# Third-party assets and licenses

This repository combines our own code (released under MIT for the
camera-ready, see `LICENSE` after de-anonymization) with several
third-party assets.

## Models

| Asset | License | Use |
|---|---|---|
| OLMo-3-7B-Instruct-SFT (`allenai/OLMo-3-7B-Instruct`) | Apache 2.0 | Base model for SFT and RL stages |
| DSR teacher (used to distil SFT traces; cited in paper §3) | per the model card | Trace distillation only; teacher model not redistributed here |
| `distilbert-base-uncased` (HF) | Apache 2.0 | Backbone for the v90 9-class span classifier |

## Frameworks and libraries

| Library | License | Use |
|---|---|---|
| VERL 0.7.0 (`volcengine/verl`)                                  | Apache 2.0 | RL training harness |
| vLLM 0.12.0 (`vllm-project/vllm`)                               | Apache 2.0 | Rollout / inference engine |
| PyTorch 2.9.0                                                   | BSD-3      | Tensor / autograd |
| transformers 4.56.1                                             | Apache 2.0 | Model loading |
| peft 0.17.1                                                     | Apache 2.0 | LoRA |
| flash-attn 2.8.3                                                | BSD-3      | Attention kernels |
| flashinfer 0.6.2                                                | Apache 2.0 | SM90a / SM100a attention kernels |
| Ray 2.49.1                                                      | Apache 2.0 | Distributed orchestration |
| wandb 0.24.0                                                    | MIT        | Optional metrics logging |
| `lm-evaluation-harness` (EleutherAI)                            | MIT        | Eval harness; we ship custom task YAMLs under `evaluate/custom_tasks/` |
| `math_verify` (Hugging Face)                                    | Apache 2.0 | Math answer verification in `compute_pass_at_k.py` |
| Hydra / OmegaConf                                               | MIT / BSD-3 | Config management |

## Datasets and benchmarks

| Asset | License | Use |
|---|---|---|
| OlymMATH (Easy / Hard)       | per the original release (`Hothan/OlympiadBench`) | Out-of-domain math eval; primary metric in paper |
| AIME 2024 (`Maxwell-Jia/AIME_2024`)                              | per source | OOD math eval |
| AIME 2025 (`yentinglin/aime_2025`)                               | per source | OOD math eval |
| HMMT problems                                                    | per source (problems are public) | OOD math eval; we mirror with our scoring template at `anon-neurips26/hmmt_combined` |
| OMEGA Explorative (`OMEGA-Bench/...`)                            | per OMEGA release | OOD math eval |
| MATH-500 (`HuggingFaceH4/MATH-500`)                              | MIT        | OOD math eval |
| Simon Tatham's Portable Puzzle Collection (puzzle generators)    | MIT        | All puzzle data is procedurally generated from these solvers |

## Puzzle data

The puzzle datasets shipped on the anon HF org are derived from the
Simon Tatham puzzle collection's solvers.

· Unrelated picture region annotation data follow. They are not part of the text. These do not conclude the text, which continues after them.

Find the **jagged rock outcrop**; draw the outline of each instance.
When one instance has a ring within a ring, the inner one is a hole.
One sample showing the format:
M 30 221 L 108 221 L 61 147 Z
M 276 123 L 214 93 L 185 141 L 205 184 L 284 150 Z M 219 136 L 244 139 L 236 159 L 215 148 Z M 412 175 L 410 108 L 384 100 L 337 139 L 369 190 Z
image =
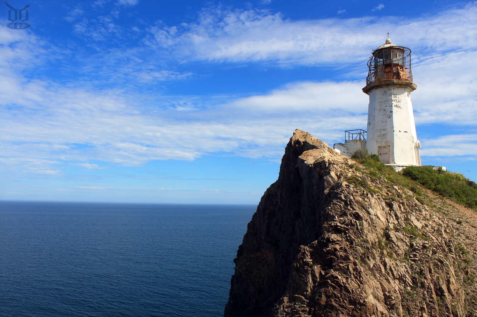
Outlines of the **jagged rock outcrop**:
M 475 223 L 356 164 L 295 131 L 234 260 L 225 317 L 474 316 Z

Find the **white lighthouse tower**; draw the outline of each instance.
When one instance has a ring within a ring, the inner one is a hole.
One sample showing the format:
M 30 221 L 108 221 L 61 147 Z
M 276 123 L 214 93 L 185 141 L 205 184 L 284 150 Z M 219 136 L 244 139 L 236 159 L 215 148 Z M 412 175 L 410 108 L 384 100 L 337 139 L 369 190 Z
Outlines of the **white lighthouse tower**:
M 411 72 L 411 50 L 386 43 L 373 52 L 366 87 L 369 95 L 366 148 L 384 164 L 421 165 L 411 92 L 417 86 Z
M 345 141 L 334 148 L 351 157 L 357 149 L 377 154 L 396 169 L 421 165 L 411 92 L 417 86 L 411 72 L 411 50 L 388 39 L 373 51 L 363 91 L 369 95 L 367 131 L 345 131 Z M 367 133 L 367 137 L 365 136 Z

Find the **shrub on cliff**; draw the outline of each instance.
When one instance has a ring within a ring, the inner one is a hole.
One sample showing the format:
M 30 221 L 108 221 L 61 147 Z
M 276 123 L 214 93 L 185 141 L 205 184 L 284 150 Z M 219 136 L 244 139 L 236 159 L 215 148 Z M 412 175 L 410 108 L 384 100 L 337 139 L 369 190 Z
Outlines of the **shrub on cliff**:
M 355 159 L 363 159 L 365 158 L 367 155 L 367 151 L 365 152 L 362 149 L 357 149 L 353 153 L 353 155 L 351 156 L 351 158 L 354 158 Z
M 458 204 L 477 208 L 477 187 L 461 174 L 427 166 L 409 166 L 404 169 L 403 175 Z

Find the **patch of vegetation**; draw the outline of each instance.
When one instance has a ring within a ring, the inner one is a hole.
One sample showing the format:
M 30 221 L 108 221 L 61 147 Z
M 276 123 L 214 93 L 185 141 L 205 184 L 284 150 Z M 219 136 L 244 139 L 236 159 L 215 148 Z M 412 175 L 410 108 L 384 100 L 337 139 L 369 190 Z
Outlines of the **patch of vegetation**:
M 477 186 L 461 174 L 427 166 L 409 166 L 404 169 L 403 175 L 458 204 L 477 208 Z
M 412 236 L 414 237 L 411 238 L 411 240 L 421 239 L 425 241 L 429 240 L 428 238 L 422 235 L 420 232 L 419 228 L 417 227 L 403 227 L 401 228 L 408 236 Z
M 363 159 L 367 156 L 367 151 L 364 151 L 362 149 L 357 149 L 353 153 L 353 155 L 351 156 L 351 158 L 354 158 L 355 159 Z
M 361 187 L 372 193 L 375 194 L 377 192 L 376 189 L 370 186 L 369 183 L 363 177 L 360 178 L 356 175 L 351 175 L 346 178 L 346 181 L 353 184 L 357 187 Z

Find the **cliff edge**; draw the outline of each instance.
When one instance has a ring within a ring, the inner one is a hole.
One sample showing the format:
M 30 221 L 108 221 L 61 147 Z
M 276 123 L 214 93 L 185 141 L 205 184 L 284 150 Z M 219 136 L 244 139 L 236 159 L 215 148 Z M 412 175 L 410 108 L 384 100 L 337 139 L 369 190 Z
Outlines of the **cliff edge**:
M 415 196 L 296 130 L 234 260 L 224 317 L 474 316 L 477 215 Z

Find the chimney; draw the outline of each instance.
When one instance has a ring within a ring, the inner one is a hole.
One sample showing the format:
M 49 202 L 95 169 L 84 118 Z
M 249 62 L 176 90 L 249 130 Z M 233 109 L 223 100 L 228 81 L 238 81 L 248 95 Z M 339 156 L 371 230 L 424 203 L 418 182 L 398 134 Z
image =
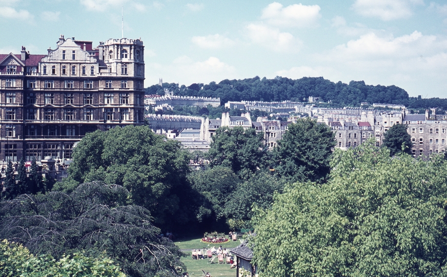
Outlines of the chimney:
M 22 46 L 22 51 L 20 51 L 20 60 L 22 61 L 26 60 L 26 48 L 25 46 Z

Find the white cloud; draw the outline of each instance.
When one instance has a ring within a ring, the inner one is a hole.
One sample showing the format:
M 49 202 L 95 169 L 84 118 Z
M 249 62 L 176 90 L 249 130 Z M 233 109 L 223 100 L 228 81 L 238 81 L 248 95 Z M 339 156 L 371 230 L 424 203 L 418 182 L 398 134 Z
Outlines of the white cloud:
M 56 22 L 60 14 L 60 12 L 44 11 L 40 14 L 40 17 L 46 21 Z
M 192 11 L 193 12 L 201 11 L 201 10 L 203 10 L 204 8 L 205 8 L 205 6 L 202 3 L 200 3 L 200 4 L 188 3 L 188 4 L 186 4 L 186 6 L 188 7 L 188 8 L 190 11 Z
M 149 80 L 158 81 L 158 78 L 163 77 L 164 82 L 187 85 L 193 83 L 218 82 L 237 76 L 234 67 L 213 56 L 205 61 L 194 61 L 188 56 L 181 56 L 170 65 L 147 64 L 146 70 L 148 82 Z
M 28 19 L 33 16 L 27 10 L 17 11 L 11 7 L 0 7 L 0 17 L 7 18 Z
M 247 26 L 247 30 L 252 42 L 275 51 L 294 52 L 302 44 L 290 33 L 281 32 L 262 24 L 251 23 Z
M 409 17 L 415 5 L 423 4 L 423 0 L 356 0 L 354 10 L 364 16 L 390 21 Z
M 234 41 L 219 34 L 207 36 L 193 36 L 191 41 L 201 48 L 210 49 L 231 47 L 235 44 Z
M 269 4 L 262 10 L 261 18 L 269 24 L 278 27 L 307 27 L 321 17 L 317 5 L 293 4 L 284 7 L 277 2 Z

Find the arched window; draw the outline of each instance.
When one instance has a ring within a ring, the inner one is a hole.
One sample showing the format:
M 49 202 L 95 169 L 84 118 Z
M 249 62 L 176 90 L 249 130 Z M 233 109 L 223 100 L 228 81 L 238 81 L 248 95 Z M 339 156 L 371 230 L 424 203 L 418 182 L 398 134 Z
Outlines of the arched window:
M 126 49 L 121 50 L 121 58 L 127 58 L 127 51 Z

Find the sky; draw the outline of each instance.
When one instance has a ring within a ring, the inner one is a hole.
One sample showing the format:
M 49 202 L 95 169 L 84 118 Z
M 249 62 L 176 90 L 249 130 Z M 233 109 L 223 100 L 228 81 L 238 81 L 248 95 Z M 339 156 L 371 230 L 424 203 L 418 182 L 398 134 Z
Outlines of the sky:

The solvers themselves are not
redistributed here; only the generated `(initial_state, solution)` pairs
in JSON / parquet form. The MIT license of the upstream solvers permits
this redistribution; we credit the upstream project in the paper's
related-work section and in the dataset cards on HF.

## Anonymization

Author and institutional copyright lines are removed for the duration of
double-blind review. The camera-ready repository will include the standard
MIT `LICENSE` file with the de-anonymized author list.